Any home automation configuration requires a communication protocol to allow devices to interact with each other and receive users’ commands. As of 2017, there’s over a dozen of such protocols, and some of them are well-known (Wi-Fi, Bluetooth), while others were created for the IoT industry specifically (Zigbee, Insteon, Z-wave).
All of them have the same goal yet differ by the number of compatible devices, interoperability, possibilities, power consumption requirements, bandwidth, and so on. Among them, Z-wave is the most promising one, and here’s why.
Unlike technologies aimed at general wireless information exchange like Bluetooth and Wi-Fi, Z-Wave was developed in 2003 specifically to monitor and control home automation devices remotely. In 2005, Z-Wave Alliance was founded to help standardize the technology and assist vendors with leveraging its advantages.
12 years later, Z-Wave is used in over 1,500 different products; overall, over 40 million devices have been produced and work using that technology, and Z-Wave Alliance consists of 375 companies, Z-Wave’s ubiquity alone is solid proof of the technology’s reliability and effectiveness.
Still, if we dive a bit deeper into the premises, we’ll see the factual advantages of the protocol.
Depending on the country, Z-wave uses a unique frequency in the range of 865–926 Mhz. Unlike other popular technologies, for instance, Wi-Fi and Bluetooth sending radio waves in the band of ~~2.4 Ghz, Z-wave devices do not get affected by the traffic from other networks and the interference they might cause. In addition to that, all Z-wave devices act as repeaters, which helps extend signal power and range without additional efforts.
Any Z-wave device can talk with any other Z-wave device, even if one of them use the outdated initial Z-wave or, the more modern and widespread Z-wave Plus protocol. This is the interoperability users take for granted nowadays, yet some competing technologies like Zigbee still can’t offer the same flexibility due to their architecture.

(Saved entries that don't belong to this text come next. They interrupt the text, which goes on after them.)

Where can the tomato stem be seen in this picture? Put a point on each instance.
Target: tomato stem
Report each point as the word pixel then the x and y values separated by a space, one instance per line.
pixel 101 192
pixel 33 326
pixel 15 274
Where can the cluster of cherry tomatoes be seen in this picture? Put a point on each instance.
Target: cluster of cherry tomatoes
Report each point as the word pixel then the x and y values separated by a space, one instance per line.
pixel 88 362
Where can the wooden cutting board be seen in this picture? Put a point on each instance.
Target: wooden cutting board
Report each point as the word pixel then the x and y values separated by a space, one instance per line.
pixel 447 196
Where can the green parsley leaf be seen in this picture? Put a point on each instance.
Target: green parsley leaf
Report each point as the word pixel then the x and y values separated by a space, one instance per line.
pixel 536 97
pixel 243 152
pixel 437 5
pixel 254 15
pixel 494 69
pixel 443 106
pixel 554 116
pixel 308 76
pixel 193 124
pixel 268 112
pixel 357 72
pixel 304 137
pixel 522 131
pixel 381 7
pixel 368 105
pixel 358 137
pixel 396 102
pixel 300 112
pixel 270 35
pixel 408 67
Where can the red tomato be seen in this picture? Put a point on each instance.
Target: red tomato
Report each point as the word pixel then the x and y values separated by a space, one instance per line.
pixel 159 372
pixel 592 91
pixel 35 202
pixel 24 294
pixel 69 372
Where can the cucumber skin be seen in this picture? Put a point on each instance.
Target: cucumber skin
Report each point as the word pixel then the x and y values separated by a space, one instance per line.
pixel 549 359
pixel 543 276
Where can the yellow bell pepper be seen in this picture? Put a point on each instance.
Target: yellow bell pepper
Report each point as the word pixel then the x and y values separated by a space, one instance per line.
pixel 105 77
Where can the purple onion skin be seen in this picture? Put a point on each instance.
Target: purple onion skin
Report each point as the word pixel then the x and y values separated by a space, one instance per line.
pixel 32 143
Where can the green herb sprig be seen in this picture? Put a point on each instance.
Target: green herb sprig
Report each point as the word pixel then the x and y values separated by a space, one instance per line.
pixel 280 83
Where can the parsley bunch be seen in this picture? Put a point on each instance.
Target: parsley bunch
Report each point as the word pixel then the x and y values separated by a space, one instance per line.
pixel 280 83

Z-Wave implies having a central hub that all home automation devices connect to. While this approach is contrary to the popular ‘mesh’ (hub-less) network topology offered by Bluetooth Low Energy, Zigbee and some others, it helps ensure additional security. Once a device connects to a hub, it gets a unique ID for further communication with it exclusively. And if it’s an alarm or a door lock, Z-Wave guidelines also require protecting data with the AES-128 encryption.
Z-wave devices also consume power efficiently, with the battery life of up to several years in most cases. While in an apples to apples comparison some technologies may outrun Z-wave, the latter allows for the use of sleep mode, and overall does not drain energy like most Wi-Fi devices.
Created for end customers, Z-wave is extremely user-friendly and never requires a trained person to help a beginner with interested in home automation set up build a network on top of manually picked devices (and there can be up to 232 of them, and even in such corner case the integration will remain seamless!).
In addition to this list, at the end of August in 2016 Sigma Design, the company owning the Z-Wave technology, has made a game-changing move and released the interoperability layer of the protocol to the public domain. This now allows any developer, either a company or a single individual, to download their software for free, check how well their products are integrated with Z-Wave and thus speed up the development and release of new home automation devices. (For more details, see the official announcement.)
As a result, 2017 is expected to be a year of a significant increase in the number of smart appliances supporting Z-wave rather than any other technology fitting for home automation. And considering 375 companies that joined Z-Wave Alliance and producing next-gen smart home devices, it’s no surprise Z-Wave is nothing less than the most promising technology on the market in 2017.